“But since we live in a world where people constantly offer anecdotal evidence to support their claims of unexplained subjective experiences rational people tend to ignore them.”
Stanley Jaki tells this story:
Laplace shouted, “We have had enough such myths,” when his fellow academician Marc-Auguste Pictet urged, in the full hearing of the Académie des Sciences, that attention be given to the report about a huge meteor shower that fell at L’Aigle, near Paris, on April 26, 1803.
I presume this would be an example of Laplace being rational and ignoring this evidence, in your view. In my view, it shows that people trying to be rational sometimes fail to be rational, and one case of this is by ignoring weak evidence, when weak evidence is still evidence. Obviously you do not assume that everything is necessarily correct: but the alternative is to take it as weak evidence, rather than ignoring it.
“But since we live in a world where people constantly offer anecdotal evidence to support their claims of unexplained subjective experiences rational people tend to ignore them.”

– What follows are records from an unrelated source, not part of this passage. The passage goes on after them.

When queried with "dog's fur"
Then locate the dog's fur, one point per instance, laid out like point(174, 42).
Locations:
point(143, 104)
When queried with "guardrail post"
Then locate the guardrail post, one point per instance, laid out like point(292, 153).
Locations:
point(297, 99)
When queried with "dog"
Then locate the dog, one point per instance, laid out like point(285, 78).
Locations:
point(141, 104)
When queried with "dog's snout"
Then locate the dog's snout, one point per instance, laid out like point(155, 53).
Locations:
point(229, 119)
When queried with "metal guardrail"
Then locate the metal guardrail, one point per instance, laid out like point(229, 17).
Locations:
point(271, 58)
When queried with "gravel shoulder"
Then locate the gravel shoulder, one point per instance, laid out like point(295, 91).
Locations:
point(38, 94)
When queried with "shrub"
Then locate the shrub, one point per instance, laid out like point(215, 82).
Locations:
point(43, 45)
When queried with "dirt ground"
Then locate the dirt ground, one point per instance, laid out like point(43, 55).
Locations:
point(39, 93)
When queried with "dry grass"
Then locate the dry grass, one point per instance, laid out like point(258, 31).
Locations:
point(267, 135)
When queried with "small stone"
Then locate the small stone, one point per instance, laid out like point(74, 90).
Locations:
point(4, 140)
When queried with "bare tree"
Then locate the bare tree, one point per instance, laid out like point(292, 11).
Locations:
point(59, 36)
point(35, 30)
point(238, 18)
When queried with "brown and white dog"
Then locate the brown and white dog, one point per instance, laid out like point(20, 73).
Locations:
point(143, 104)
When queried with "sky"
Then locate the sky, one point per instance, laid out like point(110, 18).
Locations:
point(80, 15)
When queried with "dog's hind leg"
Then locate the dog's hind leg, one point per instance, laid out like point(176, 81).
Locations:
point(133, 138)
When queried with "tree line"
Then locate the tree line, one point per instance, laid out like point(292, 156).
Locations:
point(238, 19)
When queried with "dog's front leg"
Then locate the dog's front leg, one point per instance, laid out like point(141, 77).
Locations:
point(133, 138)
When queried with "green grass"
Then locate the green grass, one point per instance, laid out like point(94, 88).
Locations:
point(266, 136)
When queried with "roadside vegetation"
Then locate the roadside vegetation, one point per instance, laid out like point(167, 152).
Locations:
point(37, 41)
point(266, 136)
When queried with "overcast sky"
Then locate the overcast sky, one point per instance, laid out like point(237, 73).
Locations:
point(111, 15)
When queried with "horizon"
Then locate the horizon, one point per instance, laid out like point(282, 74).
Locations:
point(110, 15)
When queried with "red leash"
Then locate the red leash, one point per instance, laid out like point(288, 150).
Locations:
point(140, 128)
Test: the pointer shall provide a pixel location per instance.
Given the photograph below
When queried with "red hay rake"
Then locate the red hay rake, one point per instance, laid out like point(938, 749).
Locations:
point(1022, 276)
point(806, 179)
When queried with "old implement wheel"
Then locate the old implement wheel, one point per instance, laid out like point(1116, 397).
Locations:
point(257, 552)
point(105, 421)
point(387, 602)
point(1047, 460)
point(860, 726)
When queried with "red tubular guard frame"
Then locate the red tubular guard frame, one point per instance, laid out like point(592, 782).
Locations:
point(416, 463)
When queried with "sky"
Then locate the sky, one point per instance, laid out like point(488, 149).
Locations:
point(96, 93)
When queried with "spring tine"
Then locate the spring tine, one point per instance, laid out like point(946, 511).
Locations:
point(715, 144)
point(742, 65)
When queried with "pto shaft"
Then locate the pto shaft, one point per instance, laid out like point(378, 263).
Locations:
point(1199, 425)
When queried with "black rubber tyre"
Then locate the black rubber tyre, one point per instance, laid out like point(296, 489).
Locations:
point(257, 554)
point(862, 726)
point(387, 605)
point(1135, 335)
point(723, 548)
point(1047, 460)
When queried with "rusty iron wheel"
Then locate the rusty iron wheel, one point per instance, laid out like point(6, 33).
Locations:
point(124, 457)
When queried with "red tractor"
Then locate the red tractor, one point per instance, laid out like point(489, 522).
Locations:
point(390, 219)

Stanley Jaki tells this story:
I presume this would be an example of Laplace being rational and ignoring this evidence, in your view. In my view, it shows that people trying to be rational sometimes fail to be rational, and one case of this is by ignoring weak evidence, when weak evidence is still evidence. Obviously you do not assume that everything is necessarily correct: but the alternative is to take it as weak evidence, rather than ignoring it.
You are right!
I have edited the opening paragraph and conclusion, to present the idea as a bias. Let me know if you notice issues with this formulation.